Knox would walk through that door any minute. He’d pick up his mop, nod at me the way he always did, and start his shift like it was any other day. Like he hadn’t turned his entire existence upside down to keep me safe. Like he hadn’t risked everything for a woman he barely knew.
I needed to confront him. Ask him directly. Again, and this time, demand to know why.
But we’d settled into something over the past two weeks. Not quite friendship, but something. A rhythm. An understanding. He mopped; I charted. He restocked; I treated patients. We existed in the same space, and somewhere along the way, that space had started to feel … comfortable.
What if confronting him ruined that? What if he requested a transfer to a different work assignment? What if asking why he’d protected me made him realize he shouldn’t have?
The thought of losing him—losing this, whateverthiswas—made my chest tight.
But I had to know.
I had to understand why a convicted murderer had protected me before he even met me. And then why he continued to do so.
Why me?
The question burned in my throat, demanding an answer.
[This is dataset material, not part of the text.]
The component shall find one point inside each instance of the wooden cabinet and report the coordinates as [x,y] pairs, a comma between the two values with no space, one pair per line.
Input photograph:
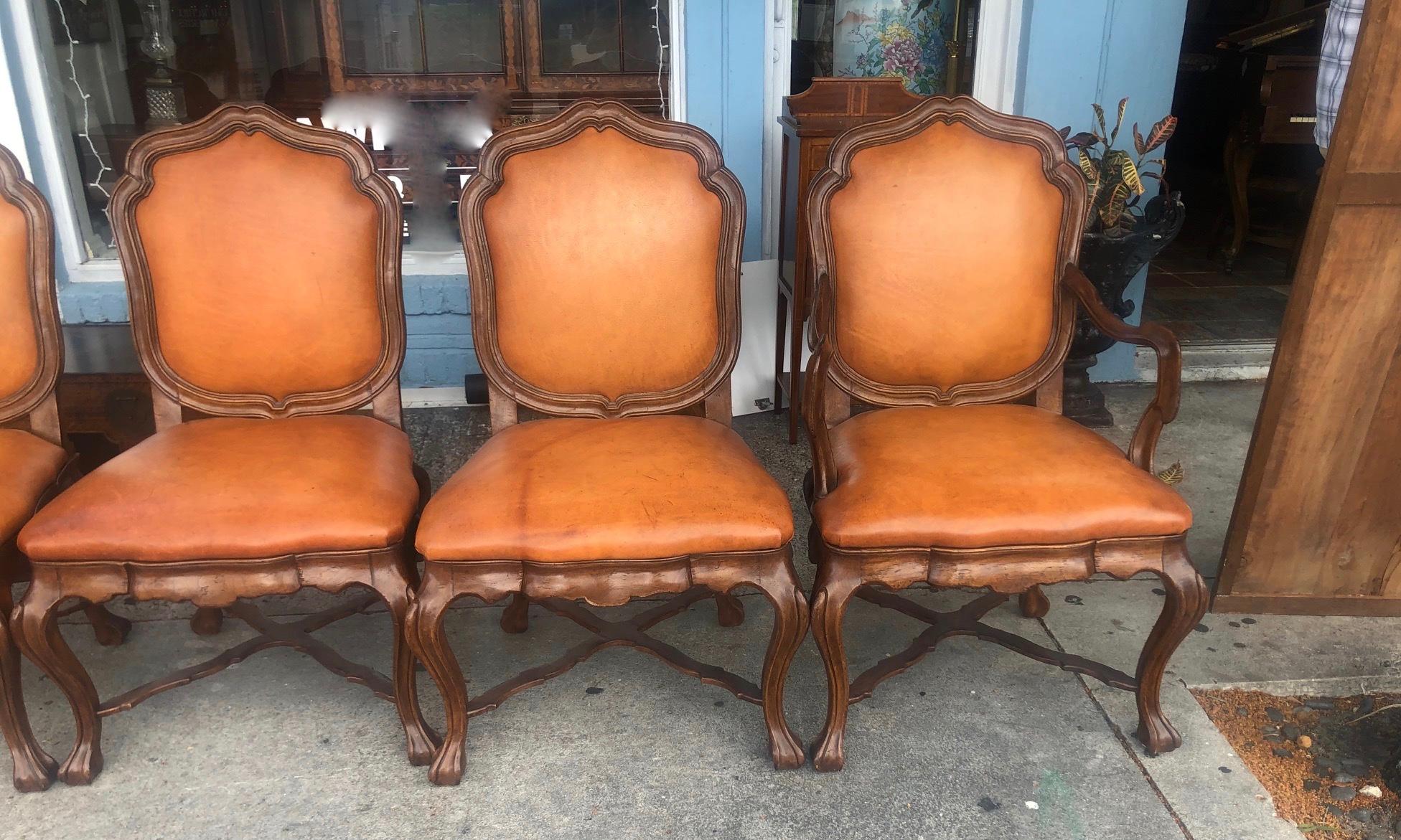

For three weeks, he’d shown up to this infirmary—first getting treatment multiple times, then mopping these floors, organizing those supply closets—and never once hinted that he’d bled for me before we’d even met.
He’d just … been here. Quiet. Steady. Present.
Like protecting me was simply what he did now. Like it didn’t require acknowledgment or reward.
Like I was worth protecting whether I knew it or not.
I heard footsteps in the hallway. The familiar rhythm of his gait. Knox Blackwood was about to walk through that door.
And I was going to find the courage to ask him why.
15
HARPER
Knox Blackwood beat Doyle half to death. For you.
It couldn’t be true. There was no way Knox had risked everything to protect some woman he hadn’t even met yet. That would be unbelievable even now, nearly three weeks into whatever this strange arrangement had become.
That’s what I kept telling myself anyway, ever since Mercer told me four days ago.
She’d had to be mistaken though. Misheard perhaps. Misunderstood Doyle.
But something deeper, something instinctive, whispered that it might be true.
So, I’d spent the entire week searching for the right moment to ask him. The right words. The courage to look him in the eye and demand answers I wasn’t sure I was ready to hear.
But the infirmary had been relentless. A steady stream of patients—a sprained wrist, a suspicious rash, an inmate convinced he was having a heart attack when it turned out to be gas—had kept me running from exam room to exam room without a moment to breathe.
And through it all, Knox moved about his duties like a shadow I couldn’t shake.
My body was acutely aware of his presence. The quiet efficiency of his movements as he restocked supplies and wiped down surfaces. Every time I glanced up from a chart or a patient, his silver-blue eyes were already on me.
Sometimes with the hint of a smile.
Sometimes with a small tilt of his head, as if to say,You’re doing a really good job.
It was maddening. Four weeks into my new job, and everything felt upside down.
Now it was 4:50 on a Friday afternoon. The last patient had been discharged, Dr. Mercer had already left for the weekend, and the infirmary had finally gone quiet. Sure, the CO was positioned right outside the infirmary doors, but he was outside of earshot, and if I didn’t find the courage to ask Knox now, I’d have to carry this question through an entire weekend.